Date of this Version

9-2014

Citation

Journal of Biomechanical Engineering-Transactions of the ASME. 136(9), 091007 (8 pages). DOI: 10.1115/1.4027939
http://biomechanical.asmedigitalcollection.asme.org/article.aspx?articleid=1886124

Comments

Copyright (c) 2014 by ASME. Used by permission.

Abstract

A computational framework was implemented and validated to better understand the hypertensive artery remodeling in both geometric dimensions and material properties. Integrating the stress-modulated remodeling equations into commercial finite element codes allows a better control and visualization of local mechanical parameters. Both arterial thickening and stiffening effects were captured and visualized. An adaptive material remodeling strategy combined with the element birth and death techniques for the geometrical growth were implemented.

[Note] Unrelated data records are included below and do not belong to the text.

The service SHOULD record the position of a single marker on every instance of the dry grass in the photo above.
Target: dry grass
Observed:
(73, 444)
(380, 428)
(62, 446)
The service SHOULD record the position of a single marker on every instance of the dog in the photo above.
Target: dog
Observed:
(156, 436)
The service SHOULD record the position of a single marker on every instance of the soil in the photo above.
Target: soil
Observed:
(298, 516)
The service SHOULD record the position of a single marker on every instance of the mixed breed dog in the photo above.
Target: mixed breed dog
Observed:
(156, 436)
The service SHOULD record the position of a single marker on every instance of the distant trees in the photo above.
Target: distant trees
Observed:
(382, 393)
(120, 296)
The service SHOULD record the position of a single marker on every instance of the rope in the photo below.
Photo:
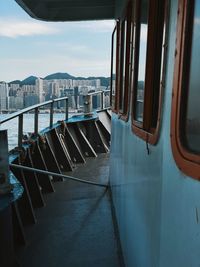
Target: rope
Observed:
(55, 174)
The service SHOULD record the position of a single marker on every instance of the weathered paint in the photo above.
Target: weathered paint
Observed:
(157, 206)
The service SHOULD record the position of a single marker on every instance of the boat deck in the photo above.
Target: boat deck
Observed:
(77, 226)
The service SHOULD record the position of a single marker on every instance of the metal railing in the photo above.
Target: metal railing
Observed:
(102, 94)
(36, 107)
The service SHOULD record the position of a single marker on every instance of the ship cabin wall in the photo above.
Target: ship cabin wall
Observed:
(157, 205)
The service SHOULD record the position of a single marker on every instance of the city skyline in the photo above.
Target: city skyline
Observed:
(31, 47)
(15, 96)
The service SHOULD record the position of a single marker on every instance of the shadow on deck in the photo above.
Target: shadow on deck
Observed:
(77, 226)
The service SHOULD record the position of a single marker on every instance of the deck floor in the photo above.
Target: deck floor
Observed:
(75, 228)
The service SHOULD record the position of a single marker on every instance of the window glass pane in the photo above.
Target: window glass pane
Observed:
(142, 61)
(193, 105)
(114, 66)
(123, 64)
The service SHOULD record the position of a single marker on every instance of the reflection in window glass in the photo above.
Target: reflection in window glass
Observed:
(141, 62)
(193, 105)
(123, 64)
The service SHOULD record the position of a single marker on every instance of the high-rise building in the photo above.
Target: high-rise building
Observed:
(39, 89)
(3, 96)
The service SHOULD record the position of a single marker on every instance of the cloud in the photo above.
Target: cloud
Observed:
(105, 26)
(17, 28)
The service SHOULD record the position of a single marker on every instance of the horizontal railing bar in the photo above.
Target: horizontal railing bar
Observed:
(25, 110)
(98, 92)
(56, 174)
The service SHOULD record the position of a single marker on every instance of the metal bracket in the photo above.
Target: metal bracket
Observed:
(5, 186)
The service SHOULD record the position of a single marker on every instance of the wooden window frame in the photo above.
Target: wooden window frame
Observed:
(115, 108)
(187, 162)
(154, 69)
(123, 113)
(114, 35)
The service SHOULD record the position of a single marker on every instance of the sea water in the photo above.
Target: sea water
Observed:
(28, 125)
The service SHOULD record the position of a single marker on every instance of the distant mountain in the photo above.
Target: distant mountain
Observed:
(59, 75)
(105, 81)
(29, 81)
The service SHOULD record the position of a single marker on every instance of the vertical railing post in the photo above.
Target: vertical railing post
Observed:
(51, 113)
(36, 121)
(20, 130)
(102, 100)
(66, 109)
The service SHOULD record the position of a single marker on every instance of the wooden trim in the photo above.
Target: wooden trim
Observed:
(124, 113)
(111, 69)
(115, 109)
(186, 161)
(154, 72)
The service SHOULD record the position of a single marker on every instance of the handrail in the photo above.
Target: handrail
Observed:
(36, 107)
(98, 92)
(25, 110)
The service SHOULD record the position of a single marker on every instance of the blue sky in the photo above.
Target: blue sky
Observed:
(32, 47)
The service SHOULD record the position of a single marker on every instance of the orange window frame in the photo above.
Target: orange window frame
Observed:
(188, 162)
(148, 129)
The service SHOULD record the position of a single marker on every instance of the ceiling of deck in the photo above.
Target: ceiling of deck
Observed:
(69, 10)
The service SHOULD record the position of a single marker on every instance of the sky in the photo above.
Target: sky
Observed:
(32, 47)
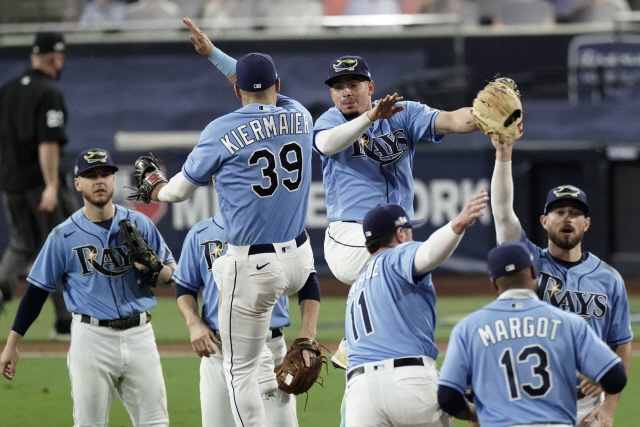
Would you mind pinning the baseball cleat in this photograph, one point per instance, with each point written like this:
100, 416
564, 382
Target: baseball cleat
340, 359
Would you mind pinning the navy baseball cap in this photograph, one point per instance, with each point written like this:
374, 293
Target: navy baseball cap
93, 158
48, 42
348, 65
255, 72
507, 258
566, 192
385, 219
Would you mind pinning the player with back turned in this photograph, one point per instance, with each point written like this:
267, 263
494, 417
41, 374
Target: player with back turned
113, 350
392, 382
520, 355
568, 278
260, 155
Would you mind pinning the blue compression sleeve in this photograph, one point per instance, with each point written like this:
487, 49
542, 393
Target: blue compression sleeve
29, 308
310, 290
224, 63
181, 290
615, 379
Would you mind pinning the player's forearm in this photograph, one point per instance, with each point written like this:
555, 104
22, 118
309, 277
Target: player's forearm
458, 121
310, 311
188, 307
177, 190
224, 63
436, 250
508, 228
49, 158
166, 274
339, 138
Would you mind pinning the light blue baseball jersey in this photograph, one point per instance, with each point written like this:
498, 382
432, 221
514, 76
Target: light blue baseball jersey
205, 242
98, 279
377, 168
387, 302
261, 158
520, 357
593, 289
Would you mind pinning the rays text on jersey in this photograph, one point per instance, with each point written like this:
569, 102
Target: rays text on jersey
270, 126
384, 149
586, 304
113, 262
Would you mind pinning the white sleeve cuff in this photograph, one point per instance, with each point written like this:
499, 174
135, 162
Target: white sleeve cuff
436, 250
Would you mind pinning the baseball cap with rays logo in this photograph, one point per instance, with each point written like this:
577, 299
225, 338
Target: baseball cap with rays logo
93, 158
348, 65
255, 72
566, 192
386, 219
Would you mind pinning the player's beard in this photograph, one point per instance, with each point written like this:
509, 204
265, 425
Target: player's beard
99, 200
565, 242
351, 115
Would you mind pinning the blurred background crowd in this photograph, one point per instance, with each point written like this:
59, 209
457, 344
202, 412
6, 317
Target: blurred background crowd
472, 12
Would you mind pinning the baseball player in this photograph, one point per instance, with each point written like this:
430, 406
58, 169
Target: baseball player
391, 381
260, 155
520, 355
567, 277
205, 243
113, 350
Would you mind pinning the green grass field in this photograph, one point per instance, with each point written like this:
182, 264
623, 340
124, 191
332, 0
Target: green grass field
40, 393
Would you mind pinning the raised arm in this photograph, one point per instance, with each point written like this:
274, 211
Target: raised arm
441, 244
332, 141
204, 46
458, 121
508, 228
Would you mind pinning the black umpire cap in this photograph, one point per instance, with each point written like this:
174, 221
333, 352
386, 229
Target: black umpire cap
48, 42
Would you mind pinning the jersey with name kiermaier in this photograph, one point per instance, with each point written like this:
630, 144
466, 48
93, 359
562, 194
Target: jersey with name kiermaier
205, 243
97, 277
390, 312
378, 167
261, 158
520, 357
593, 289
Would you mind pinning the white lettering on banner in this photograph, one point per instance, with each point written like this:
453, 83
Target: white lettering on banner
438, 202
317, 210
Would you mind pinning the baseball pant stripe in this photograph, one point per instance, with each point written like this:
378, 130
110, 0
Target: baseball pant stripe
235, 280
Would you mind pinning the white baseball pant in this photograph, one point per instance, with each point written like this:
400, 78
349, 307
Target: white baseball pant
252, 282
104, 363
344, 250
384, 396
214, 395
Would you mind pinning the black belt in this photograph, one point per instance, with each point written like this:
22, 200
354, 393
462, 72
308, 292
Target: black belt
119, 324
397, 363
275, 333
269, 248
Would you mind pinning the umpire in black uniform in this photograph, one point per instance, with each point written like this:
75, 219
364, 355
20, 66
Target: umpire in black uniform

The numerically predicted remodeling results in terms of the wall thickness, inner diameter, and the ratio of elastin to collagen content of the artery were compared with and fine-tuned by the experimental data from a documented rat model. The influence of time constant on the material remodeling was also evaluated and discussed. In addition, the geometrical growth and material remodeling were isolated to better understand the contributions of each element to the arterial remodeling and their coupling effect. Finally, this framework was applied to an image-based 3D artery generated from computer tomography to demonstrate its heterogeneous remodeling process. Results suggested that hypertension induced arterial remodeling are quite heterogeneous due to both nonlinear geometry and material adaptation process. The developed computational model provided more insights into the evolutions of morphology and material of the artery, which could complement the discrete experimental data for improving the clinical management of hypertension. The proposed framework could also be extended to study other types of stress-driven tissue remodeling including in-stent restenosis and grafting.